Sunday, September 20, 2009

What it is, and what it isn't...

...and who we are.

Here is a link to an article about Iris Chang, a very accomplished young writer who committed suicide a handful of years ago. I post this because I think there are many interesting points to be taken from Iris' story, and from the article itself.

Iris is believed to have had some variety of bipolar disorder. She was also apparently bright, driven, perfectionistic, meticulous, dedicated to her work and her family, compassionate, strong, forceful...and unfortunately the effects of mental illness overshadowed all of these in the end.

While I have never been diagnosed as bipolar, and probably never will be (I would have to land my thoughts long enough to last all the way through a manic episode, HAHA...just joking, and yes, I know that they can co-exist, but that's not my point...), there is so much of Iris, according to this article, that I see in myself, and that others see in me. And look at that...two people with DIFFERENT mental health issues, with similar personality mean personality and mental illness are not the same thing? Whaaaa? Okay, sorry, turning the sarcasm flame to low...

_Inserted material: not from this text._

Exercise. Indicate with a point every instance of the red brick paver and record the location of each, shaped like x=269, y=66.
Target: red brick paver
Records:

I am a perfectionist. My family and friends regularly refer to me as "driven". I have a surprising knack for hiding real problems from other even while I'm shooting myself in the ass with my impulses. I am a very hard-worker, and often a very effective one. I am smart. I am meticulous in my logic even when my mind moves too fast. I am ridiculously over-responsible. I am compassionate and work to help other people. I am very passionate about ideas. And so was Iris.

When I think about, or read the ridiculous stereotypes about ADHD (and other mental health issues) it really knocks me in the gut. Okay sometimes it also hits me in the funny bone, I mean seriously, according to the stereotypes, I should be first of all male, which I am not, a child, since the current psychiatric diagnosis manual doesn't even include a definition for adults (and I do not climb on furniture, LOLOL), I am only disorganized or messy about certain kinds of things. I also regularly make decisions for myself that are GOOD ones. Psychiatry is not perfect, but to go to the the other extremes that some go to is just as imperfect.

And there are certain things that, when you are truly impaired by a mental health issue, you KNOW, and I don't know how else to say this but: Here, in my mind, in my consciousness, the line between my personality and intelligence, and the imparing symptoms of mental-health-issues that I experience could not be clearer to me. Reading about Iris only confirms this for me further.

And what I take from reading about Iris is that her mania was not her drive...her mania merely served her drive and allowed her to act on it in a way that many would not be able to, for better or worse. Her depression did not "make" her compassionate or sensitive...but possibly made her experience of those traits more intense than was necessary. ADHD allows my already intelligent mind to do some amazing things, but also acts as an obstacle. And just as Iris's illness got the better of her intelligence, drive, and compassion...I do not wish to allow mine to continue to get the better of me, as it has many times over my lifetime.

That's why I'm so interested in applying my drive and intelligence to seeking the best solutions for my mental health issues.

And it's why I get so annoyed by some of the opinions out there about my particular mental health issue. I don't really care if you think that ADHD is a gift from God. I don't really care if you think that it's a figment of "Big Pharma's" imagination. I really only care that the line between personality and impairment is clear to me in my life, and I am only interested in what works. I am what I am, and we are what WE are, regardless of stereotypes and opinions.


  1. Dude, I am totally using this at a meeting: "you mean personality and mental illness are not the same thing? Whaaaa?" EXACTLY. This applies directly to something we have to deal with head on in steps 6 & 7: it takes us so long in program to realize that our character defects are not who we are! But we think they are, that's why we're so afraid to let go of them.

    And when I say "we" there I mean me and the people I've met in program, not you or anyone else not in recovery. Just to clarify. Thanks for that Aha! moment though. :)

  2. ...such an important distinction. I actually saw a guy on Intervention last night who was struggling so hard with that...probably too early in his recovery process for him to make that distinction.

    I also think it's way harder to forgive one's self than to forgive others...but it's so important...sigh. A worthy struggle.